Una promesa decía: “Ver todas las pelis cursis que odias y fingir que las amas.”
Otra: “Tomar helado en invierno sin quejas.”
Y otra: “Hablar del universo como si lo entendiéramos.”
Y David…David estaba casi siempre. Nunca pregunté cómo lo hacía. Me bastaba con saber que abría los ojos y ahí estaba él, sentado en la esquina del sillón, jugando con un cordón de su sudadera o mirándome como si cada pestañeo mío le confirmara que todo iba a estar bien.
A veces traía cómics viejos y los leía en voz alta con voces ridículas. A veces solo me contaba tonterías de internet. Pero lo que más hacía… era planear.
—Hoy vamos a caminar un poco, ¿sí? —decía, ofreciéndome la mano.
Me ayudaba a levantarme, con infinita paciencia, como si cada movimiento mío valiera oro. Caminábamos por el pasillo, lento, sin prisa. Él hacía chistes, señalaba grietas en el techo, imitaba a las enfermeras.
—Cuando salgas de aquí vamos a hacer todo lo que dijimos —me repetía—. Nos vamos al lago, luego pintamos esa pared y luego... te enseño a tocar esa canción que tanto te gusta. Pero sin quejidos, ¿eh?
Yo asentía.
Él siempre hablaba de “cuando salgas”. Nunca decía “si”.
Y yo le creía.
Un día, mientras volvíamos a la habitación, me detuve frente a una ventana que daba al jardín interno del hospital. Las flores estaban en plena floración.

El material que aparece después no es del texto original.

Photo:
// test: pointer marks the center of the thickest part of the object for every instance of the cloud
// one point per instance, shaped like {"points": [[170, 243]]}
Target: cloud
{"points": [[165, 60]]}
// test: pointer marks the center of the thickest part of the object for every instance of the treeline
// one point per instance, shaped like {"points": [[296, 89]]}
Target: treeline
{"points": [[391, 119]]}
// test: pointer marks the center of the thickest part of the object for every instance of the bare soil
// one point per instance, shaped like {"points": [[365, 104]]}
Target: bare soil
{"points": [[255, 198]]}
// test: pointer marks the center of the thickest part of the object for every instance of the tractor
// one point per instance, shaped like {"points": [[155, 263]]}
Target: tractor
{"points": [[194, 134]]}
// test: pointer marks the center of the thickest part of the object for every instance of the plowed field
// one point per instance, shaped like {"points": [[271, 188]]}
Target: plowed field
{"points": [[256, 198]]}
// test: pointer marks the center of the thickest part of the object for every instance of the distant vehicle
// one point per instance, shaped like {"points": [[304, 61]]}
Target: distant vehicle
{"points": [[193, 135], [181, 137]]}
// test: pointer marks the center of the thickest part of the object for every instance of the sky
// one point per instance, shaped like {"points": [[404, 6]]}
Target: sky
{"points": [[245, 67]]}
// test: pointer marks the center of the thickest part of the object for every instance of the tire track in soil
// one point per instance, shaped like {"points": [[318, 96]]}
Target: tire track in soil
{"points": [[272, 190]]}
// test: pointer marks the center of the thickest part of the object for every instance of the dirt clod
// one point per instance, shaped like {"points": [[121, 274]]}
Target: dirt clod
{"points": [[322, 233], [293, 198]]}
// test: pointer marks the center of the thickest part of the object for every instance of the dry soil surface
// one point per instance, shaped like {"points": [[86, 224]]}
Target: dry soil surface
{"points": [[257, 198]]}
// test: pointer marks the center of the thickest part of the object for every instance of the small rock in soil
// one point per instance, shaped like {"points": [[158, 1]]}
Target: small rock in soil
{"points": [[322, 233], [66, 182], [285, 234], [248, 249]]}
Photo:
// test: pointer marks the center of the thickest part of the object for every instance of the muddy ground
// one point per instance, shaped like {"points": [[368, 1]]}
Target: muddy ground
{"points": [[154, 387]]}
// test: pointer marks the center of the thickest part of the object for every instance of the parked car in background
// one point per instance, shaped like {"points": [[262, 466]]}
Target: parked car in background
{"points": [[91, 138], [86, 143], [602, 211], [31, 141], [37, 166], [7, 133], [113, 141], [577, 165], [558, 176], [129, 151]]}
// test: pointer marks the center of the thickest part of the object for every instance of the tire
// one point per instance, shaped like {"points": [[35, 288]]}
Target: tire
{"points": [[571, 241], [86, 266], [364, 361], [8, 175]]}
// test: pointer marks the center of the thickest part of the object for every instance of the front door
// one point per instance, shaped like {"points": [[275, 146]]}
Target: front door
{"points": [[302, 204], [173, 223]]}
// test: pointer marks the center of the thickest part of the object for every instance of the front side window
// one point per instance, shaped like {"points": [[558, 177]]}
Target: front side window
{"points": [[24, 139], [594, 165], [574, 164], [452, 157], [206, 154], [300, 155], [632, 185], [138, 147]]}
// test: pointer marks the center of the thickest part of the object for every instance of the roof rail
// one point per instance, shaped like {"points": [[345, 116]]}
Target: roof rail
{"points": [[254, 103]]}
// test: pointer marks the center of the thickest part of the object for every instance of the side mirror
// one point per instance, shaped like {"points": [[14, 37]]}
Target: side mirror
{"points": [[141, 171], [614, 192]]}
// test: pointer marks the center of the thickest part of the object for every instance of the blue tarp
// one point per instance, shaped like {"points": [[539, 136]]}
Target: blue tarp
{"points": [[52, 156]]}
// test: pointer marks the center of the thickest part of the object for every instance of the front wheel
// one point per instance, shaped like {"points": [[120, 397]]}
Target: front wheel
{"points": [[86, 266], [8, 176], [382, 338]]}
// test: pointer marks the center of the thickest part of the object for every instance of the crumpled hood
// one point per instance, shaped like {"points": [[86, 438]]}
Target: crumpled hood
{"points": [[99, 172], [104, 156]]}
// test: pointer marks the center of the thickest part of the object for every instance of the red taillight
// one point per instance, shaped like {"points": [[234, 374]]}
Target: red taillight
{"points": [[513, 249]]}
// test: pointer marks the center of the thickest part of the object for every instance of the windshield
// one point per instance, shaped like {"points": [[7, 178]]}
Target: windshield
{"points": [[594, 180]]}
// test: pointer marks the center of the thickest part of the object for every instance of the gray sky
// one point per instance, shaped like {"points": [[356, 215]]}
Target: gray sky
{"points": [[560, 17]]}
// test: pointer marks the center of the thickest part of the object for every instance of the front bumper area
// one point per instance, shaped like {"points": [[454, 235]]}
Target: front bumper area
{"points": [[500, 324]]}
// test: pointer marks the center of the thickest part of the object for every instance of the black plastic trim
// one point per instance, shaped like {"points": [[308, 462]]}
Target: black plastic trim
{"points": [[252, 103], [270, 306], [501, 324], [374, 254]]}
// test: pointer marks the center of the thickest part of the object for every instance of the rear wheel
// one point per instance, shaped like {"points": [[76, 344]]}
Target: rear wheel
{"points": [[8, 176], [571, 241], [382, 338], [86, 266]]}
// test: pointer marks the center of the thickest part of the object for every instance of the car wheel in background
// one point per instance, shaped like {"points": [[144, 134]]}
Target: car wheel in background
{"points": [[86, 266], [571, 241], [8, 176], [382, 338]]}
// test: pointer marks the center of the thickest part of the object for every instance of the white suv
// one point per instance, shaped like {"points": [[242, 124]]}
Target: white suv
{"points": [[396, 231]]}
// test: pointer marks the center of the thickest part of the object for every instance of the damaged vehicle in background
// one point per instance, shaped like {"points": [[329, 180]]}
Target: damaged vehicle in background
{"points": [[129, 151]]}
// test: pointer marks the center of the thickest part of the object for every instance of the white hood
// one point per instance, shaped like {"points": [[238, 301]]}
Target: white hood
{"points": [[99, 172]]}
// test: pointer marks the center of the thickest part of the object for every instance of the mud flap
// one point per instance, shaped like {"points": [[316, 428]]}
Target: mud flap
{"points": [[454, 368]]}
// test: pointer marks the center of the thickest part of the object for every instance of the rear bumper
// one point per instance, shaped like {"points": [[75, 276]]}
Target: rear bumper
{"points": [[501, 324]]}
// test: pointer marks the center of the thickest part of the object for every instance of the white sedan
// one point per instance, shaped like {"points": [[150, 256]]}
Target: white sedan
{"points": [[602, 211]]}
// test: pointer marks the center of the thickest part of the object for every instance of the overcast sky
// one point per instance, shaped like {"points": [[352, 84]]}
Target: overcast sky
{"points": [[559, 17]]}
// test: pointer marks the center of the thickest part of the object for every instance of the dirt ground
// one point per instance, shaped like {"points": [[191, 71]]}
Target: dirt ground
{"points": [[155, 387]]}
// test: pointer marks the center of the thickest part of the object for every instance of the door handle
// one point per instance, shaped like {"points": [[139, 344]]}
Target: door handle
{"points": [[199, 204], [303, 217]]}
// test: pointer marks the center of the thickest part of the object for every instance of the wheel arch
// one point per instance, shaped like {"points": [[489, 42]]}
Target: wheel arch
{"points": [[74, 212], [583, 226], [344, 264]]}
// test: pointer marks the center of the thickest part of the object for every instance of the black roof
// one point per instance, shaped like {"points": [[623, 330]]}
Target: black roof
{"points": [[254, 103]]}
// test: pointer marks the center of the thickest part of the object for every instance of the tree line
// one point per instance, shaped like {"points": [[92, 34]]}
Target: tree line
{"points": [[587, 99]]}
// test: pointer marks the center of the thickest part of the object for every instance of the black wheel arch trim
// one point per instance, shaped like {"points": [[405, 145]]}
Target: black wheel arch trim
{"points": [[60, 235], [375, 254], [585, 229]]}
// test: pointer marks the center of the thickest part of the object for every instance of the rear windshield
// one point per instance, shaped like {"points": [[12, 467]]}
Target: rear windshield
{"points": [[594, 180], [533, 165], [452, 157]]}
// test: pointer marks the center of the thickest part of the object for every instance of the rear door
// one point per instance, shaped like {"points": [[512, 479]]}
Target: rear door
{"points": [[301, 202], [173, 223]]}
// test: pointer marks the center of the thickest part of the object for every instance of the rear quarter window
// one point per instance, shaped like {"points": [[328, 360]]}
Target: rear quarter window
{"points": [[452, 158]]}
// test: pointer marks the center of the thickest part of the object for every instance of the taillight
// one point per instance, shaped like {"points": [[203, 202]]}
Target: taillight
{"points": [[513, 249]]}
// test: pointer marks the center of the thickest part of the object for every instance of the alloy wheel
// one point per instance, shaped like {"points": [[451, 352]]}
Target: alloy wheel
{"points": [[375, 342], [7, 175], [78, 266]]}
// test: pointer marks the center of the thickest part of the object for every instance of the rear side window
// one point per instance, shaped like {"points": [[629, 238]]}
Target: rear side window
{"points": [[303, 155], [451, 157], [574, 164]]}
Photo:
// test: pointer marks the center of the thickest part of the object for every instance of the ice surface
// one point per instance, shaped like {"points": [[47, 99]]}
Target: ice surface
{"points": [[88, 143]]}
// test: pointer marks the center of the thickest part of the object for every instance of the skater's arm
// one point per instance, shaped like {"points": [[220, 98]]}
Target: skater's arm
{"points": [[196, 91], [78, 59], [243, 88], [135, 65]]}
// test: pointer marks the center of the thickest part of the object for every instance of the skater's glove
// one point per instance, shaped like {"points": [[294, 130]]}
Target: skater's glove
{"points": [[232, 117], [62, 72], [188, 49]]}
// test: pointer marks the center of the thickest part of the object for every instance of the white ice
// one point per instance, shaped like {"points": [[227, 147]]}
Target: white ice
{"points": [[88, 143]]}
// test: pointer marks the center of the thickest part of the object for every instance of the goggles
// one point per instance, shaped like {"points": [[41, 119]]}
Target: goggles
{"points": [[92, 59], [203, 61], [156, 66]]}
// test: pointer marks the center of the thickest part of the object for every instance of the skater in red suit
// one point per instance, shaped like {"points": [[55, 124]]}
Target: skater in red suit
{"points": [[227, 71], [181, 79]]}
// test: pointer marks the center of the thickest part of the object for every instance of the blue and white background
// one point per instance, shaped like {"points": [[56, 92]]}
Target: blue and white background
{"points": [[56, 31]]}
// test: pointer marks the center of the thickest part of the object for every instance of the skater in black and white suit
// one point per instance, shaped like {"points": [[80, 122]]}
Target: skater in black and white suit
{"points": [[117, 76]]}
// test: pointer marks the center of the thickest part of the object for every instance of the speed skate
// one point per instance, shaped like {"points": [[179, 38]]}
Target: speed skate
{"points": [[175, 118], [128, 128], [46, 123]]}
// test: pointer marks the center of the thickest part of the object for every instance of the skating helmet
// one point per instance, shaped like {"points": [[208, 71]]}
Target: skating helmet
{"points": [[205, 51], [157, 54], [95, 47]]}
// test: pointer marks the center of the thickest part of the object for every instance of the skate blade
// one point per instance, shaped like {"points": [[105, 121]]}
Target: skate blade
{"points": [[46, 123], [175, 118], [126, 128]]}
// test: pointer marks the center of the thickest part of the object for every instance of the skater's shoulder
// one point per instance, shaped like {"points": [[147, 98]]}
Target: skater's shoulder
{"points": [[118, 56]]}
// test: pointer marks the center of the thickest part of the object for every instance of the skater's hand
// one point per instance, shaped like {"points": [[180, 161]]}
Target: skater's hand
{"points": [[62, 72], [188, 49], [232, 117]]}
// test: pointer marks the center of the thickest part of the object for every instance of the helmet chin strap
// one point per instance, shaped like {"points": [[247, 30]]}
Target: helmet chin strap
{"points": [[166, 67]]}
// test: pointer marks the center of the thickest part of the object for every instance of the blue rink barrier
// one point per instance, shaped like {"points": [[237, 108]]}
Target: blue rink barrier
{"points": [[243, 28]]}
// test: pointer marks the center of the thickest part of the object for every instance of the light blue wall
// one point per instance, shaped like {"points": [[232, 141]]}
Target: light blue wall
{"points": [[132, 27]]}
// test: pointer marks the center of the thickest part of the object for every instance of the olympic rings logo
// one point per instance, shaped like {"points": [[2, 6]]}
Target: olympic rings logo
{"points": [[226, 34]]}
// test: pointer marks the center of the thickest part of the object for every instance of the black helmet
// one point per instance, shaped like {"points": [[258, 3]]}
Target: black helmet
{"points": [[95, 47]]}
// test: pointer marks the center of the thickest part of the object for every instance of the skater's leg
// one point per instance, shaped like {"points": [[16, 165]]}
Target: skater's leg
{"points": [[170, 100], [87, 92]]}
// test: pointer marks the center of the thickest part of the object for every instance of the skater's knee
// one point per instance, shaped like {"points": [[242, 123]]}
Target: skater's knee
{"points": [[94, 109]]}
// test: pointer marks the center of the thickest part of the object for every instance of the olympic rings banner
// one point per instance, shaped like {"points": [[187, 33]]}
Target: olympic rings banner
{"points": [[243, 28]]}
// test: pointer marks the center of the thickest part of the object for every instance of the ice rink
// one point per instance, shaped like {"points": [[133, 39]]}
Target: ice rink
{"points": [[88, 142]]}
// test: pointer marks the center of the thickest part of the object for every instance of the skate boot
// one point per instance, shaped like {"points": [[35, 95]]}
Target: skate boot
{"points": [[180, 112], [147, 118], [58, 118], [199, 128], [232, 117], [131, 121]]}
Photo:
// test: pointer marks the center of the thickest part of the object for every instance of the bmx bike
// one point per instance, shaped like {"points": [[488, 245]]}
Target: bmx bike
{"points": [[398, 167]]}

—¿No es extraño? —le dije—. Que todo allá afuera siga como si nada.
Él me miró en silencio un segundo. Luego sonrió.
—Tal vez lo que pasa allá afuera no es "como si nada", amor. Tal vez es como si el mundo estuviera esperándote para que lo vuelvas a mirar.
Me quedé pensando en eso.
Eran días lentos, pero llenos. Como si el tiempo se hubiera ablandado solo para darme una pausa. Un respiro. Un rincón entre todo lo conocido donde mi mamá seguía cantándome, Dany seguía riéndose, y David seguía recordándome que el amor no desaparece cuando las cosas se detienen.
No supe exactamente cuándo llegó el momento. Un día desperté, y la enfermera me sonrió distinto.
—Hoy es tu último desayuno aquí, preciosa.
Yo parpadeé, confundida.
—¿Cómo que el último?
—Tu cuerpo ya está fuerte. Los doctores dicen que estás lista para irte a casa.
Me quedé en silencio. La idea me emocionaba… pero también me asustaba un poco.
¿A casa? ¿Y luego qué?
Minutos después, apareció Dany, cargando una mochila ridículamente grande y con flores nuevas en la mano.